明日の話し合い次第では、ワインの販売以外にも、パン屋さんを出したり…
ケーキ屋さんを出したり…
チョコレート屋さんを出したり…
はたまた調味料やジャムを扱うお店を出したり…
調味料の使い方をレクチャーして、レストランを出すのもいいかも?
ついでに調味料も販売するとか?
ワクワクしてきたわね!!
私が世に出す調味料や料理はうまくいけば、国中…
世界中に広がるだろう…
そうしたら、模倣店やアレンジ店もできて、みんなが美味しい食事にありつけるようになる…

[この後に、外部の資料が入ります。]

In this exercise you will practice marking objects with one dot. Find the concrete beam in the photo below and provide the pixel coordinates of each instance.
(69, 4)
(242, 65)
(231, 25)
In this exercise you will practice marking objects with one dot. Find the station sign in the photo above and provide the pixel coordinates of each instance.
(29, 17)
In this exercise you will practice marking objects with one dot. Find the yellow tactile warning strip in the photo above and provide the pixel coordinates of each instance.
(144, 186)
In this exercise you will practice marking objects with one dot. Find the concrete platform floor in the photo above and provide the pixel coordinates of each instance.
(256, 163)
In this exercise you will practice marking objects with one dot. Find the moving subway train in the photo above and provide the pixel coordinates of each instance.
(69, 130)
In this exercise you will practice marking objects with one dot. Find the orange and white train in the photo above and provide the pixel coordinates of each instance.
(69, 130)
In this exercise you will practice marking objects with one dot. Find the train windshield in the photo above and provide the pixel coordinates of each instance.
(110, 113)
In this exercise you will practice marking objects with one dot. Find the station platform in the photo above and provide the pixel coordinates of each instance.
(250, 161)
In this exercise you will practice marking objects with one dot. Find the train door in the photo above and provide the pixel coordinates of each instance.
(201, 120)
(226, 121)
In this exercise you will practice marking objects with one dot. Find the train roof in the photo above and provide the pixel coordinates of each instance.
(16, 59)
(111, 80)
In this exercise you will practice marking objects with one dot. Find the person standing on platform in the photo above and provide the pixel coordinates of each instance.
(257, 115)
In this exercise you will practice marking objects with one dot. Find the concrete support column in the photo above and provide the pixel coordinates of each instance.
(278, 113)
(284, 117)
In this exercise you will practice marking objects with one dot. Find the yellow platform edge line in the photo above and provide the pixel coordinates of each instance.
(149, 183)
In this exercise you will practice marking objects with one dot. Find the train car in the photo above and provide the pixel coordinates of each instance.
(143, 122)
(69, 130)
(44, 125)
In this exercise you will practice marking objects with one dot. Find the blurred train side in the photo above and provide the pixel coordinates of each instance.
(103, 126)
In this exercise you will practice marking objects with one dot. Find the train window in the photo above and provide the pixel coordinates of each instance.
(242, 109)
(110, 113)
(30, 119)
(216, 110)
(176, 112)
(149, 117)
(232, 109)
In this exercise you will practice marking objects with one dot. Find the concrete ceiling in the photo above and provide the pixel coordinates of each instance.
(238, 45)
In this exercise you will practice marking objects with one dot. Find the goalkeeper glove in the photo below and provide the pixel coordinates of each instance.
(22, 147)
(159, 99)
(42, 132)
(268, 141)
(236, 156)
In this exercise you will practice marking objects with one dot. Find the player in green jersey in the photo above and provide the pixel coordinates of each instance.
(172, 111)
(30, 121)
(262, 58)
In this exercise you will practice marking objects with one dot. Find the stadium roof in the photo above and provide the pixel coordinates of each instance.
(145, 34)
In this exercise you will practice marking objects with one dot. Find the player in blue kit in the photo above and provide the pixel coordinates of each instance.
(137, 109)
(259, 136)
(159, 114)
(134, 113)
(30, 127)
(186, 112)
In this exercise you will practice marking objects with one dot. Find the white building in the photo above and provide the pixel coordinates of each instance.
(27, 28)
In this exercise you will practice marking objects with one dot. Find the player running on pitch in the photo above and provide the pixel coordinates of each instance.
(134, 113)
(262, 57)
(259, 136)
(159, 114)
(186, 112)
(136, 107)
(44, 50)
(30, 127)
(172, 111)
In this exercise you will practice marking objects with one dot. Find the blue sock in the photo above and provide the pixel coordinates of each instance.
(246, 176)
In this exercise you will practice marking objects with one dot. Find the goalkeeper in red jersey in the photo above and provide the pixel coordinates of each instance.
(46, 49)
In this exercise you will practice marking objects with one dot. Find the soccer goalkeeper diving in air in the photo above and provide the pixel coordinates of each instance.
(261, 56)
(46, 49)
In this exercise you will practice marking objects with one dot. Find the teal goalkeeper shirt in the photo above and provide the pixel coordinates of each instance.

もちろん私も、いつかゆっくり旅行に行ったりした時に、美味しいご当地グルメとかを楽しめるようになる。
うん、素晴らしいわ。
そう上手くいくかわからないけれど、伯爵が顔になってくれているのだ。
少なくとも、お酒部門は成功するでしょう。
明日出すものは…
ワイン
エール
マヨネーズ
ケチャップ
テリヤキソース
トンカツソース
クロワッサン
バターロール
食パン
チョコレート
ショートケーキ
フルーツタルト
プチシュー
クッキー
スコーン
エイジングビーフのステーキ
カツレツ
白身魚のフライ
「このあたりかな?」
大急ぎで支度をして、明日に備える。
とは言え…1番頑張るのは小人で、私ではないけどね。
今日は試食会なので、セシルに髪はアップにしてもらった。
洋服は明るいパステルグリーンとオフホワイトのストライプの清潔な印象の物を選ぶ。
たくさんの品があるので、しばらく食堂を借りきっている。
「それでは、試食会を始めさせていただきます。」
公爵と伯爵はしげしげと興味深げに、テーブルに置かれたバターロールを眺めている。
「始めに、自信作のバターロールをお召し上がりください。」
ワインとバターロールをセシルがサーブしてくれる。
伯爵は持ったパンがふわふわ軽い事に驚き、パンを振ったり突いたりしている。
今は夢中で上からツンツン突いて、ふんわりと跳ね返るのを眺めている。
公爵の方は落ち着いたもので、ワインを飲み…
うんうんと頷いたあと、バターロールを半分に割り、パクリと一口で食べる。
その頃になり、ようやく伯爵もパンを食べ…
固まった。
「……これは…どんな魔術が?」
「素晴らしい口当たりだな。さすが我が娘。」
伯爵は絶句し、公爵は何故か胸を張って得意げだ。
「そちらは、魔法ではありません。この国では、パンは無発酵パンですが、こちらは酵母の力でふわふわの口当たりを実現しておりますの。」
続いて、ソーセージを挟んだ物と白身魚とタルタルソースを挟んだものを出す。
これには流石の公爵も驚き…
タルタルソースが気に入った様子の彼は…
「まさかこのような美味さが世界にあるとは…」
などと絶賛し、タルタルソースだけをセシルにもらって食べはじめた。
伯爵はどうやらケチャップがいたくお気に召したらしく、瓶を自分の前にキープしている。
「あの、まだまだ次の品がありますので…この辺で。」
長くなってしまいましたので、前編後編にします。